Ce sont d’abord les Bergers. Ils sont à chaque époque ce qu’à cette époque l’art veut que soient les paysans. Pendant les longs siècles où la vie rurale n’avait pas de peintres attitrés, les Millet et les Breton d’alors saisissaient l’occasion qui leur était donnée par Noël, et, lorsqu’ils avaient à dire quelque chose des paysans, ils le disaient là. C’est frappant surtout chez les peintres du Nord. Ils font comme leurs confrères, les auteurs de Mystères qui s’emparent du recensement d’Auguste, des impôts romains et de la détresse du pauvre saint Joseph obligé de vendre son bœuf, et en profitent pour dire tout ce qu’ils ont sur le cœur. Ce sont de rudes bonshommes les Bergers de Jean Fouquet ou d’Hugues de Gand. A mines peu avenantes, déplaisantes à rencontrer au coin d’un bois, ivrognes à l’habitude, pillards à l’occasion, frères de ce Mak des mystères de Woodkirk qui, en pleine nuit de Noël, vole un mouton à ses camarades et, le cachant près de sa femme, dans des langes, veut le faire passer pour son nouveau-né. Maio ce sont d’admirables types humains. Regardez surtout les trois pauvres hères du retable de Santa Maria Nuova à Florence : toute la misère, toute la grossièreté, toute l’avidité du paysan au moyen âge est là. Et c’est du réalisme pur. Mais là aussi est toute son espérance. Ces visages rudes et irréguliers sont soulevés par une expression bienveillante, attendrie, quasi mouillée de larmes, leurs rides retombantes un instant remontées par un sourire. La construction de la figure est brutale ; son expression est angélique : et c’est là l’idéalisme du moyen âge.

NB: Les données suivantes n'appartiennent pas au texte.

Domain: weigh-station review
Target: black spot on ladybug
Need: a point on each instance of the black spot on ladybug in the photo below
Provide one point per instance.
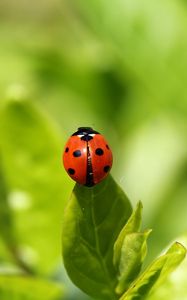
(106, 169)
(99, 151)
(71, 171)
(86, 137)
(77, 153)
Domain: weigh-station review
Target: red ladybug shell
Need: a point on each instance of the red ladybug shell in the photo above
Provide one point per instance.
(87, 157)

C’est le contraire exactement chez les Bergers de la Renaissance. La construction de la figure y est régulière, idéaliste en ce sens qu’elle répond ou qu’elle s’astreint à une certaine idée de la beauté, mais l’expression est absente. Si cependant elle existe, elle est moins visible ; elle ne transfigure pas un visage qui, déjà céleste au repos, ne peut plus gagner à être transfiguré. D’ailleurs, pour être si beaux, les Bergers de Ghirlandajo que vous voyez à l’Académie, et ceux de Luca Signorelli que vous voyez à Londres, ne sont pas moins vrais que leurs frères en misère, en cotte, en surcotte et en moufles, que vous voyez à Chantilly dans le livre d’Heures d’Etienne Chevalier. Seulement ce sont des paysans d’une plus belle race, et il serait injuste d’accuser de mensonge les artistes dont le seul tort ou la chance fut de naître en pleine terre de beauté. Chez les Italiens primitifs comme chez les Flamands, les Bergers de Noël sont définissables en deux mots : rudes et recueillis.

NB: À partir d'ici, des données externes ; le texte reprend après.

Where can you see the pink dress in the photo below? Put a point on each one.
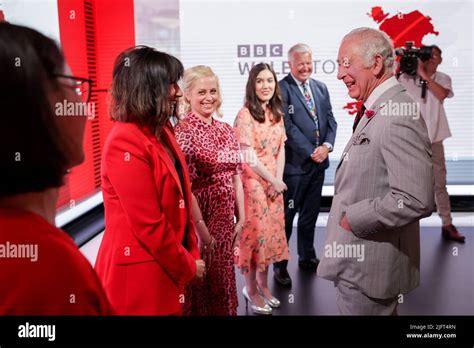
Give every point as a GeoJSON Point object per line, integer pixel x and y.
{"type": "Point", "coordinates": [212, 155]}
{"type": "Point", "coordinates": [263, 239]}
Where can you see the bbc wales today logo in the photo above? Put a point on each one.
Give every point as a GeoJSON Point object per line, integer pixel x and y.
{"type": "Point", "coordinates": [276, 55]}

A la Renaissance et surtout au XVIIe siècle, ils sont civilisés et dissipés. Ils déferlent comme une marée montante sur le groupe divin. Il n’y a plus aucun ordre dans leur arrivée, ni aucune retenue dans leurs mouvemens. Ils deviennent familiers et indiscrets, agitant les volailles qu’ils apportent, arrondissant leurs bras au-dessus de leurs têtes pour porter leurs cruches ou leurs paniers selon toutes les grâces académiques, vrais frères de ces Boumians du noéliste Puech qui scrutent la main de l’Enfant Jésus pour dire la bonne aventure, ou de ces joyeux drilles et ces commères des Noëls bourguignons ou de la Monnoye qui posent à la Vierge, sur le mystère de la Nativité, une série de questions des plus incongrues.

En avançant dans les temps modernes, ils seront plus discrets mais non plus recueillis. On ne verra plus de véritables paysans » mais des travestis selon une formule académique, des Bergers pour crèches de Noël, pifferari de la place d’Espagne, maintes fois aperçus sur les marches du Pincio, qui savent mieux les ateliers rémunérateurs que les pâturages favorables et mieux prendre une pose que conduire un troupeau. Il faut, venir jusqu’à nos jours pour retrouver le souci des attitudes vraies, des joies naïves du peuple, soit chez M. de Uhde, soit chez M. Lerolle ; et encore à peine peut-on dire qu’ils aient approché les maîtres anciens, encore moins qu’ils les aient dépassés.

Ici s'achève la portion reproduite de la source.